Reported: 2010-01-14 12:38 UTC by Michael Kay
Modified: 2010-04-26 14:59 UTC (History)
2 users (show)

See Also:


Attachments

Description Michael Kay 2010-01-14 12:38:58 UTC
The specification states:

<quote>
[Definition:]  [Unicode Database] specifies a number of possible values for the "General Category" property and provides mappings from code points to specific character properties.  The set containing all characters that have property X, can be identified with a category escape  \p{X} .  The complement of this set is specified with the category escape  \P{X} .  ( [\P{X}] = [^\p{X}] ).
</quote>

It then gives a table purporting to show the values of "General Category" that occur in Unicode 5.1. This includes single-character categories such as "C", "L", and "M". As far as I can see, however, Unicode only defines the two-character categories such as Ll, Lu, Mc and so on.

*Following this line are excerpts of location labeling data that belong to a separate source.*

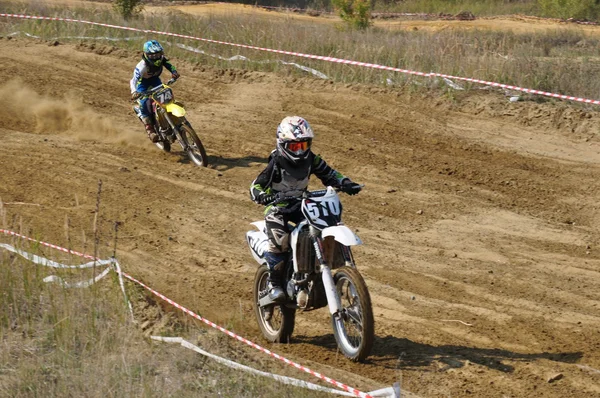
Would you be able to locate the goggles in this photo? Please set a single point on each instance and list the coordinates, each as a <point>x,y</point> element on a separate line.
<point>298,146</point>
<point>155,56</point>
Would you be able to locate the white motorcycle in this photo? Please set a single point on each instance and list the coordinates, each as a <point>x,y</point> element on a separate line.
<point>319,244</point>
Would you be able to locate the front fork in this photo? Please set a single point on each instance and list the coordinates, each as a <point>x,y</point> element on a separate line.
<point>167,117</point>
<point>333,299</point>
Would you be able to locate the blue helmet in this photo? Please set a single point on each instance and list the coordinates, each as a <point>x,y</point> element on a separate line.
<point>153,52</point>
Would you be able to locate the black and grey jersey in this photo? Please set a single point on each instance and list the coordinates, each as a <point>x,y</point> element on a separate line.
<point>281,175</point>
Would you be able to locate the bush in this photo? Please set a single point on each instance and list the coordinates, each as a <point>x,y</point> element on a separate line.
<point>356,13</point>
<point>128,8</point>
<point>577,9</point>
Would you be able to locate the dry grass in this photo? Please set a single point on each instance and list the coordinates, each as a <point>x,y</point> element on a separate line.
<point>59,342</point>
<point>562,61</point>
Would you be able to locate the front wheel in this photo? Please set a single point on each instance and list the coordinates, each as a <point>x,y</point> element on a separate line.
<point>194,147</point>
<point>280,326</point>
<point>354,328</point>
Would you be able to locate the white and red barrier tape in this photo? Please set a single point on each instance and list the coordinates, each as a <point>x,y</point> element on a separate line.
<point>7,232</point>
<point>319,57</point>
<point>351,390</point>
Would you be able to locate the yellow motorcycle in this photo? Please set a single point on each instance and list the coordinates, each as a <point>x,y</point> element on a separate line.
<point>170,123</point>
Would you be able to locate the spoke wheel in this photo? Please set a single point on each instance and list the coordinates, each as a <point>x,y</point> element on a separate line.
<point>195,149</point>
<point>279,328</point>
<point>354,327</point>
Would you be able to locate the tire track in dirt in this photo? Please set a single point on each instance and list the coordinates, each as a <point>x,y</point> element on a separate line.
<point>496,230</point>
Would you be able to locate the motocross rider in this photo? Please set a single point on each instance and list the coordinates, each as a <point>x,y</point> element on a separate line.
<point>289,168</point>
<point>146,75</point>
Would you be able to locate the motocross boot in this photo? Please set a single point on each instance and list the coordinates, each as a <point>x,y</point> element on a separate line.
<point>275,262</point>
<point>150,129</point>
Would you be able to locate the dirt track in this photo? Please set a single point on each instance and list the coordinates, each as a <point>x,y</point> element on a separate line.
<point>479,220</point>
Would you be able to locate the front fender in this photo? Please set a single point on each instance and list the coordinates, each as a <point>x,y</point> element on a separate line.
<point>342,234</point>
<point>175,109</point>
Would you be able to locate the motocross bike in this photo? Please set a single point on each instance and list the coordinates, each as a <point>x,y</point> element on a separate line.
<point>319,243</point>
<point>170,123</point>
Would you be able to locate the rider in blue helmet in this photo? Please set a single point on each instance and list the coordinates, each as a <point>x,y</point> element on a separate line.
<point>147,75</point>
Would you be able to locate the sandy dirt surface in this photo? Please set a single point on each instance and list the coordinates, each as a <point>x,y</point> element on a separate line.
<point>479,217</point>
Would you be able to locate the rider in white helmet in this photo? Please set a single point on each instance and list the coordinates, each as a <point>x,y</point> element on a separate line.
<point>147,75</point>
<point>289,168</point>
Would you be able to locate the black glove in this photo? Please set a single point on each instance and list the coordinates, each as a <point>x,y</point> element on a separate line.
<point>349,187</point>
<point>267,198</point>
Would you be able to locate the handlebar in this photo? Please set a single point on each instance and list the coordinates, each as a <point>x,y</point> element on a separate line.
<point>149,92</point>
<point>301,194</point>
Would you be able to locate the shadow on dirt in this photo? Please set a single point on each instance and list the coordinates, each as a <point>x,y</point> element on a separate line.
<point>221,163</point>
<point>393,353</point>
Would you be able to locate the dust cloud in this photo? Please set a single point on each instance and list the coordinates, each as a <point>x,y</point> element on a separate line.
<point>28,111</point>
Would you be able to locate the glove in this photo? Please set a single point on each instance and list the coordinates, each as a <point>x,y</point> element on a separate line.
<point>265,199</point>
<point>349,187</point>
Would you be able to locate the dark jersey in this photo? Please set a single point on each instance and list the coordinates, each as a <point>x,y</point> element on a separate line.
<point>144,70</point>
<point>281,175</point>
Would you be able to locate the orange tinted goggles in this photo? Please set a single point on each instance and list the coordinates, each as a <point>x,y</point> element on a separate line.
<point>298,146</point>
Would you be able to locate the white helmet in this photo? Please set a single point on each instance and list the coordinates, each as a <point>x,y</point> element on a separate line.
<point>294,138</point>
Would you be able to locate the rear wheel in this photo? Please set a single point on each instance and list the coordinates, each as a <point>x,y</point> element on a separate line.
<point>354,327</point>
<point>195,149</point>
<point>279,328</point>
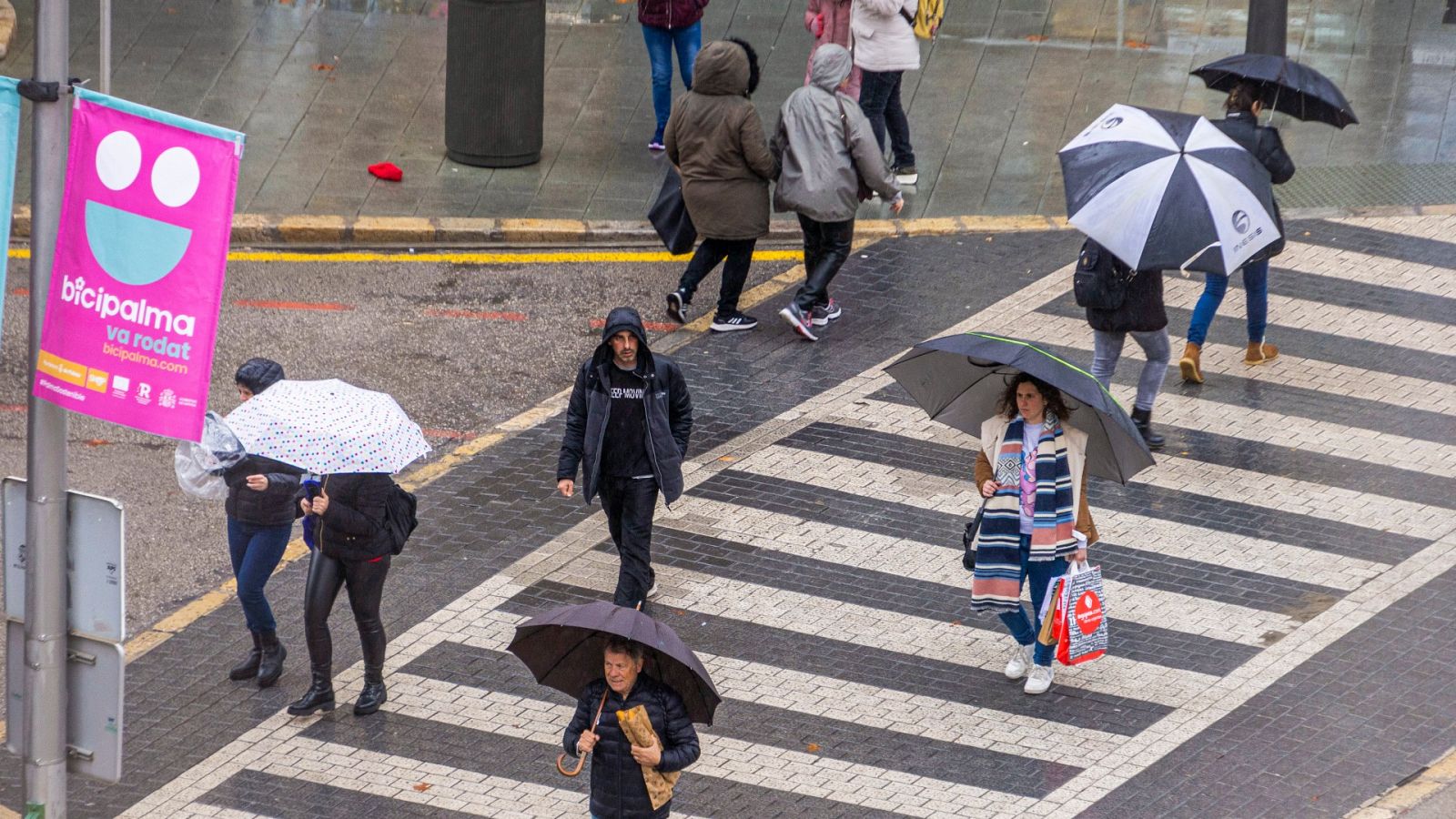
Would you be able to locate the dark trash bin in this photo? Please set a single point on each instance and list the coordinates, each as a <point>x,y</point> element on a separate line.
<point>495,82</point>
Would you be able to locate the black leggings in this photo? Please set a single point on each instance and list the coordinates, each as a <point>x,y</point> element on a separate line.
<point>366,584</point>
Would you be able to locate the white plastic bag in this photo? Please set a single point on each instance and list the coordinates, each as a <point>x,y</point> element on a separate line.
<point>200,465</point>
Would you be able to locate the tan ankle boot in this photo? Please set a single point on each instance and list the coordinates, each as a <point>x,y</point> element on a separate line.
<point>1259,353</point>
<point>1188,365</point>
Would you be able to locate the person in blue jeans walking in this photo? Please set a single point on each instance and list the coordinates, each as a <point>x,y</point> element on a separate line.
<point>259,521</point>
<point>1242,126</point>
<point>670,25</point>
<point>1036,516</point>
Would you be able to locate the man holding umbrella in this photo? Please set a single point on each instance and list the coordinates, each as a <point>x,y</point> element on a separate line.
<point>618,765</point>
<point>628,423</point>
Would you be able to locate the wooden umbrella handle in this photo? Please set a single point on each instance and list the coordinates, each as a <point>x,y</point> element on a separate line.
<point>561,758</point>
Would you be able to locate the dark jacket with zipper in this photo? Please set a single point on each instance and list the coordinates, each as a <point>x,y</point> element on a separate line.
<point>269,508</point>
<point>669,413</point>
<point>353,526</point>
<point>1267,147</point>
<point>618,790</point>
<point>1142,308</point>
<point>670,14</point>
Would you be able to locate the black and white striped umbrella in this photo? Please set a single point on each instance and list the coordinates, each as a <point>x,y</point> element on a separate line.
<point>1165,191</point>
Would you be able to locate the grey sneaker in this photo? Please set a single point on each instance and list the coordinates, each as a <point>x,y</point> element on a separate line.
<point>800,321</point>
<point>824,314</point>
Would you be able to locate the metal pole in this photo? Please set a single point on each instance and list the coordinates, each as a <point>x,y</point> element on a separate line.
<point>46,588</point>
<point>106,47</point>
<point>1269,26</point>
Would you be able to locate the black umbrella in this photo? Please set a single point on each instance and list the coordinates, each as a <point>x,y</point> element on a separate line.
<point>1285,85</point>
<point>958,380</point>
<point>564,649</point>
<point>1165,189</point>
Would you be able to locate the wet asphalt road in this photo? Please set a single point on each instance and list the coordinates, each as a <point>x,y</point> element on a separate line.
<point>462,347</point>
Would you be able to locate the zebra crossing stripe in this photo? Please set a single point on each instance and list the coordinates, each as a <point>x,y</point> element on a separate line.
<point>398,777</point>
<point>1324,376</point>
<point>1125,602</point>
<point>725,758</point>
<point>1259,489</point>
<point>887,709</point>
<point>892,632</point>
<point>1412,278</point>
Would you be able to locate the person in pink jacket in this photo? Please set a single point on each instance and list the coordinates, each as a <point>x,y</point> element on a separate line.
<point>829,22</point>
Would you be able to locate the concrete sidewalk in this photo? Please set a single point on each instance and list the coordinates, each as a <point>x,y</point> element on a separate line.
<point>325,89</point>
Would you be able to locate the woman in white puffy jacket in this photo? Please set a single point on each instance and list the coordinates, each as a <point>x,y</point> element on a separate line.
<point>885,48</point>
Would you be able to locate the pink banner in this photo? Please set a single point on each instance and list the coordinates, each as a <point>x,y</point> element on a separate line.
<point>140,258</point>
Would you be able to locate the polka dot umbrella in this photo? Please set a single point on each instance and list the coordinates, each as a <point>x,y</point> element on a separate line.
<point>328,428</point>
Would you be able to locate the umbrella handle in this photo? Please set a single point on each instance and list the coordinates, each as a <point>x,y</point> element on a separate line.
<point>561,765</point>
<point>561,758</point>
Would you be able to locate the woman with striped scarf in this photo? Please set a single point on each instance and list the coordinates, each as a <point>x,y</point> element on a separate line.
<point>1033,472</point>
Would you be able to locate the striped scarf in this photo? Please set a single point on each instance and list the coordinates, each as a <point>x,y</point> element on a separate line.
<point>996,583</point>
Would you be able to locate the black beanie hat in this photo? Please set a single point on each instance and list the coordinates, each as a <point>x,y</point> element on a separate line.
<point>258,375</point>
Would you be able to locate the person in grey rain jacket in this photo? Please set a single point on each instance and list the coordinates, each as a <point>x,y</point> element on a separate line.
<point>824,147</point>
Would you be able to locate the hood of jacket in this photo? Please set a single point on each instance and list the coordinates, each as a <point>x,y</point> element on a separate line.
<point>619,319</point>
<point>832,65</point>
<point>721,70</point>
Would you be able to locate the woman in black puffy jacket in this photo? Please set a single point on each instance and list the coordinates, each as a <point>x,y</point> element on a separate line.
<point>259,522</point>
<point>349,550</point>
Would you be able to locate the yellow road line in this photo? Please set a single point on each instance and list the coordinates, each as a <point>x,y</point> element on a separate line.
<point>562,257</point>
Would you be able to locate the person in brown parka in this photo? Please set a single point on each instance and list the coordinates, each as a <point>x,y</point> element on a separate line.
<point>718,146</point>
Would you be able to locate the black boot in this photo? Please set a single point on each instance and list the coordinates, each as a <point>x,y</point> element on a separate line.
<point>319,694</point>
<point>269,666</point>
<point>248,668</point>
<point>373,695</point>
<point>1143,420</point>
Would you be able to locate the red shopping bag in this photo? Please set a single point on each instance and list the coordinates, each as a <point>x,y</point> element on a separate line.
<point>1079,622</point>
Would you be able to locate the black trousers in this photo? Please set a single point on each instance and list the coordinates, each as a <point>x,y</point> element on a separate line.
<point>366,584</point>
<point>630,504</point>
<point>826,248</point>
<point>710,252</point>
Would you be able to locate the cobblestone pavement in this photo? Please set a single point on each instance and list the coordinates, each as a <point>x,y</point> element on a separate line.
<point>1280,584</point>
<point>325,87</point>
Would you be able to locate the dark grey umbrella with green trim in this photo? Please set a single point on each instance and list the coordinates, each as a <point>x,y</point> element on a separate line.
<point>960,379</point>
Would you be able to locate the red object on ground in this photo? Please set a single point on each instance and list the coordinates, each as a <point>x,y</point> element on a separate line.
<point>386,171</point>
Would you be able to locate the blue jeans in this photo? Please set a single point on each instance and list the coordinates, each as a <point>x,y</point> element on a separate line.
<point>1038,573</point>
<point>257,551</point>
<point>660,44</point>
<point>1256,299</point>
<point>880,101</point>
<point>1107,349</point>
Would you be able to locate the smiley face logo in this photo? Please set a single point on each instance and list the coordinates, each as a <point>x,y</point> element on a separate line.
<point>133,248</point>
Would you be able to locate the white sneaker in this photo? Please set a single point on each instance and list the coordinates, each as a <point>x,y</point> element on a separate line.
<point>1018,662</point>
<point>1038,681</point>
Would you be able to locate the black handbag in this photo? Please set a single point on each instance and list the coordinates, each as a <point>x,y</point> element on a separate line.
<point>973,526</point>
<point>669,216</point>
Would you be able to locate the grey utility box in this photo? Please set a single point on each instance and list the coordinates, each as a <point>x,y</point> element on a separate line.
<point>495,82</point>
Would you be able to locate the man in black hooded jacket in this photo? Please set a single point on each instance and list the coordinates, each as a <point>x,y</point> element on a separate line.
<point>626,426</point>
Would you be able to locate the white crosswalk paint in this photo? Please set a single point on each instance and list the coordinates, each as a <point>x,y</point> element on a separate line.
<point>1320,317</point>
<point>1242,486</point>
<point>925,561</point>
<point>739,678</point>
<point>1290,369</point>
<point>727,758</point>
<point>892,632</point>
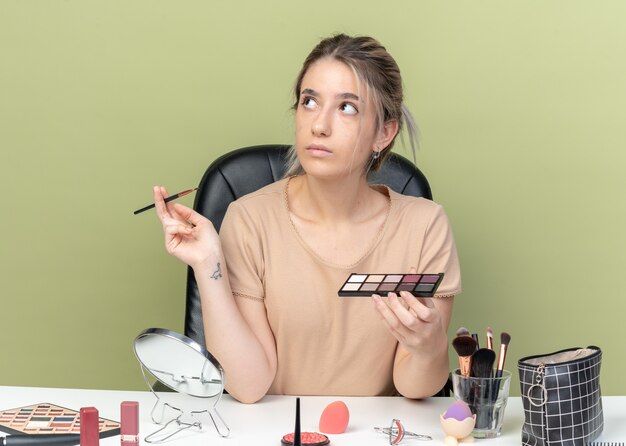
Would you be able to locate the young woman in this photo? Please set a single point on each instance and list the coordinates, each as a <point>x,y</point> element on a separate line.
<point>269,281</point>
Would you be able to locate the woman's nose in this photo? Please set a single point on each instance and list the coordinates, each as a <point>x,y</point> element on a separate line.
<point>321,124</point>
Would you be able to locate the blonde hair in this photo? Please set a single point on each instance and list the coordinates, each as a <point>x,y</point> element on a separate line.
<point>378,71</point>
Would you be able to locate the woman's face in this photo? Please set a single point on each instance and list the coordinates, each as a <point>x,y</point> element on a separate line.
<point>335,122</point>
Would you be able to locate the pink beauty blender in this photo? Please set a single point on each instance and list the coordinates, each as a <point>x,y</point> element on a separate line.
<point>334,419</point>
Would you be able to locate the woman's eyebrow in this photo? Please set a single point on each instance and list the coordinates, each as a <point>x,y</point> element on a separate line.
<point>311,92</point>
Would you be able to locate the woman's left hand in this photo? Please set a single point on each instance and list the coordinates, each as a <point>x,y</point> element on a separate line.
<point>415,322</point>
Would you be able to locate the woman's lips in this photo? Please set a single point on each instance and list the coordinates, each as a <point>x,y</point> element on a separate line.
<point>318,150</point>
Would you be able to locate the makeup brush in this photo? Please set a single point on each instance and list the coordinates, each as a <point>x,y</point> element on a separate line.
<point>297,440</point>
<point>505,338</point>
<point>465,346</point>
<point>482,363</point>
<point>482,367</point>
<point>462,331</point>
<point>475,336</point>
<point>489,338</point>
<point>167,200</point>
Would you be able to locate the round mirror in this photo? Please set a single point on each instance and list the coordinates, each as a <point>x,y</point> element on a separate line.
<point>179,362</point>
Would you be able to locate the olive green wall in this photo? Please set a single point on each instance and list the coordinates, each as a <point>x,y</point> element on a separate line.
<point>521,106</point>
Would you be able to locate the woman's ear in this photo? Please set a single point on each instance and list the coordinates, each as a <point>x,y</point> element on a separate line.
<point>387,134</point>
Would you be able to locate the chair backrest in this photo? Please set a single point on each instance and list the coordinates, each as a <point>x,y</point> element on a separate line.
<point>245,170</point>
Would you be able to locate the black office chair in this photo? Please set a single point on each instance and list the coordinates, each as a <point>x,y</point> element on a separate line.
<point>246,170</point>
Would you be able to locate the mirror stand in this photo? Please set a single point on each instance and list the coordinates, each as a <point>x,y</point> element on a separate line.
<point>196,377</point>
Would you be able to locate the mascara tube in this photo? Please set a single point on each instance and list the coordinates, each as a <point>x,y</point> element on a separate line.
<point>40,440</point>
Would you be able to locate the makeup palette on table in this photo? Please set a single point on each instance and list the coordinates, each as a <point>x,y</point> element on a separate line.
<point>420,285</point>
<point>45,418</point>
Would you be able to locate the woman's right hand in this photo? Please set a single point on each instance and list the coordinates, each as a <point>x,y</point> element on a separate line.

The single-character categories are an invention of the regex language, and therefore need to be described in our specification, rather than by reference to Unicode.

There are two possible definitions of these categories, which give different results.

At least one XML Schema implementation has interpreted the single-character category X to be the union of all two-character categories starting with X, for example C is the union of (Cc, Cf, Co, and Cn). However, another interpretation (the one used by the Java regex library) is that it is the set of all characters listed in the Unicode database as belonging to a category starting with that letter. This gives a different result in the case of category C, since Cn is the set of characters that are not listed in the relevant section of the Unicode database.
Comment 1 Michael Kay 2010-01-14 12:47:06 UTC
For reference, the Unicode 5.1 definition of character categories is here:

http://www.unicode.org/Public/5.1.0/ucd/UCD.html#General_Category_Values
Comment 2 David Ezell 2010-01-15 16:34:56 UTC
On the telcon the WG agreed that C should include Cn, but that a note should be added explaining that Java does it differently.